Edgeio, http://edgeio.com, launched last week. Edgeio allows blog publishers to use their own sites as ecommerce storefronts, and uses tags and RSS to aggregate blog publishers' listings. On the buyer side, it provides a purpose-built interface for browsing these listings to find what you need. I think this is a good example of a "Web 2.5" application in some respects, in that it follows some of the principles of Structured Collaboration (see http://www.octavianworld.org/octavianworld/2005/12/what_can_web_15.html).
Edgeio was covered in Business week's blogs earlier in February:
http://blogs.businessweek.com/the_thread/techbeat/archives/2006/02/edgeio_edges_ou.html
Nik Cubrilovic's post in TechCrunch (a great resource) was also excellent, and the comments provide invaluable market feedback for the Edgeio team (rendering a lot of what I might have had to say superfluous).

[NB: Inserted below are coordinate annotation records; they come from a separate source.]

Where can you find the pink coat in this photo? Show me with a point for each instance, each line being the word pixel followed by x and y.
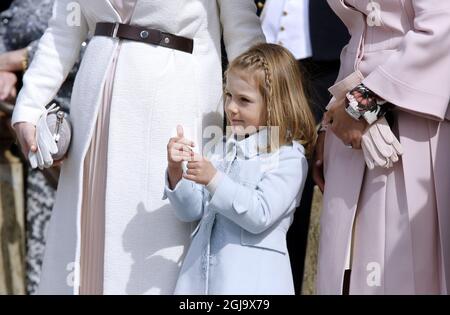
pixel 394 222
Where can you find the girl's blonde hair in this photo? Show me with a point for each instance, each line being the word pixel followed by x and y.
pixel 280 83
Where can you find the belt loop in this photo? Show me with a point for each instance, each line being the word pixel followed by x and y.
pixel 116 28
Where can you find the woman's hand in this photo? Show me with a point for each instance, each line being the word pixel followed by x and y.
pixel 345 127
pixel 26 134
pixel 317 171
pixel 8 81
pixel 200 170
pixel 179 149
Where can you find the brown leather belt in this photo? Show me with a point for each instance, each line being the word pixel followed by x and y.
pixel 145 35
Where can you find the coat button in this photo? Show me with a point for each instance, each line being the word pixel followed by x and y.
pixel 144 34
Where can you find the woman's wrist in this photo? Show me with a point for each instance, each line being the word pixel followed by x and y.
pixel 363 104
pixel 14 61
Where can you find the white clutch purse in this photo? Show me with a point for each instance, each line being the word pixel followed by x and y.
pixel 53 137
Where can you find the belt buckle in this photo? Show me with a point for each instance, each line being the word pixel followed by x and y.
pixel 115 30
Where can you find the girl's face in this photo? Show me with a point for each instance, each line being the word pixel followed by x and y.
pixel 244 104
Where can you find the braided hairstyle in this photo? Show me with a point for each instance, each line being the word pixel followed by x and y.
pixel 280 84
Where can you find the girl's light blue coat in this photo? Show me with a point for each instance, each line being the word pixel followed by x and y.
pixel 239 246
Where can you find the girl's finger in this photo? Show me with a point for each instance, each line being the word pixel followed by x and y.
pixel 182 147
pixel 192 172
pixel 197 157
pixel 186 142
pixel 180 151
pixel 193 165
pixel 180 131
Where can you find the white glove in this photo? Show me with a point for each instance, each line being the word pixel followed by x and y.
pixel 46 144
pixel 380 146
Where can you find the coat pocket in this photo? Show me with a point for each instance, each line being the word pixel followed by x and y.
pixel 274 240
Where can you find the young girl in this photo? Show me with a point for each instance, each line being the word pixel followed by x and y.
pixel 245 200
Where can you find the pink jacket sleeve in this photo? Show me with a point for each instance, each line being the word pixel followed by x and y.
pixel 416 78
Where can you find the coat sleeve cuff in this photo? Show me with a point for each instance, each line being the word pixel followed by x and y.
pixel 23 113
pixel 213 184
pixel 178 187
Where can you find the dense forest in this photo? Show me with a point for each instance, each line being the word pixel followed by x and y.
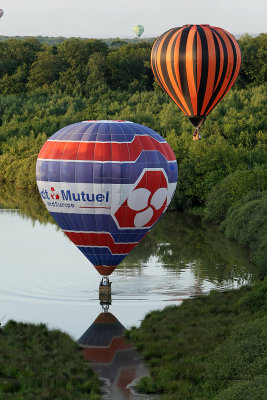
pixel 47 86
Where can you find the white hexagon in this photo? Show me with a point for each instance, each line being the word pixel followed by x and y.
pixel 142 218
pixel 138 199
pixel 159 198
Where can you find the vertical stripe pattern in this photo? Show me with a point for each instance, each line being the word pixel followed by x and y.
pixel 196 65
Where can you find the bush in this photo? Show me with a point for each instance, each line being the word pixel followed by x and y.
pixel 231 189
pixel 246 222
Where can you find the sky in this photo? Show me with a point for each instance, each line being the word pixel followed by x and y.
pixel 116 18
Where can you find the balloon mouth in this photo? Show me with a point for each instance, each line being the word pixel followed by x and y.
pixel 105 270
pixel 197 121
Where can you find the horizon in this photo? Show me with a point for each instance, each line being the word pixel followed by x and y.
pixel 106 19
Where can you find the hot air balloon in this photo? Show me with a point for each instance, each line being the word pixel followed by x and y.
pixel 196 65
pixel 106 183
pixel 138 30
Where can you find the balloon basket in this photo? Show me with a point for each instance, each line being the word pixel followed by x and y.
pixel 104 291
pixel 105 297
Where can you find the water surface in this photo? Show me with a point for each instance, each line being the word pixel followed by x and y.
pixel 45 278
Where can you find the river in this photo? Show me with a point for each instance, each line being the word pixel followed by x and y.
pixel 44 278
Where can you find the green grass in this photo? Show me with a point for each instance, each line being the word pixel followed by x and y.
pixel 209 348
pixel 41 364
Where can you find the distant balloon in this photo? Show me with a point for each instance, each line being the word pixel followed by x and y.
pixel 106 183
pixel 196 65
pixel 138 30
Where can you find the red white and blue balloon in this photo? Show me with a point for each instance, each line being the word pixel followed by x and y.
pixel 106 183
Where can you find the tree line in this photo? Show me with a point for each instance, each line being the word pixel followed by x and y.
pixel 78 67
pixel 44 88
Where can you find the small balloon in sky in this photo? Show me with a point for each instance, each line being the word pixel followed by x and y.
pixel 106 184
pixel 196 65
pixel 138 30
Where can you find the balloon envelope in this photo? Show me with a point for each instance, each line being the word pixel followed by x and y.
pixel 106 183
pixel 138 30
pixel 196 65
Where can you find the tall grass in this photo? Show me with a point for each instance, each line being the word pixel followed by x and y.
pixel 209 348
pixel 38 364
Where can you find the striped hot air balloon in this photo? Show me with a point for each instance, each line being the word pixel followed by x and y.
pixel 138 30
pixel 106 183
pixel 196 65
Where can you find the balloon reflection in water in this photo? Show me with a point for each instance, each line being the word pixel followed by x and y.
pixel 111 355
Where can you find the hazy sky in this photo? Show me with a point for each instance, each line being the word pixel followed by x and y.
pixel 115 18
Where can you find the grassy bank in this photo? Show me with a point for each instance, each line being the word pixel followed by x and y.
pixel 38 364
pixel 213 347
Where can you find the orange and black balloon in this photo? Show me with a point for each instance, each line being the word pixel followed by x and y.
pixel 196 65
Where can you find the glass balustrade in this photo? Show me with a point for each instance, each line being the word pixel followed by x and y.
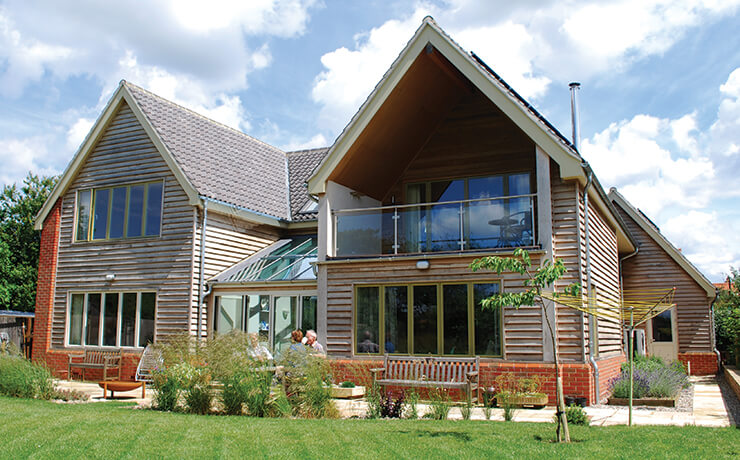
pixel 488 223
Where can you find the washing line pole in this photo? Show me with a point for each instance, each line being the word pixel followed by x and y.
pixel 632 358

http://www.techcrunch.com/2006/02/27/edgeio-launches/
Finally, Nick Carr's post on Rough Type, skeptical but partially right on:
http://www.roughtype.com/archives/2006/03/getting_it.php
What he misses, for my taste, is that these services are not intended to grow to the sky. They are experiments that ultimately make sense only in the context of a larger partner that builds or buys them.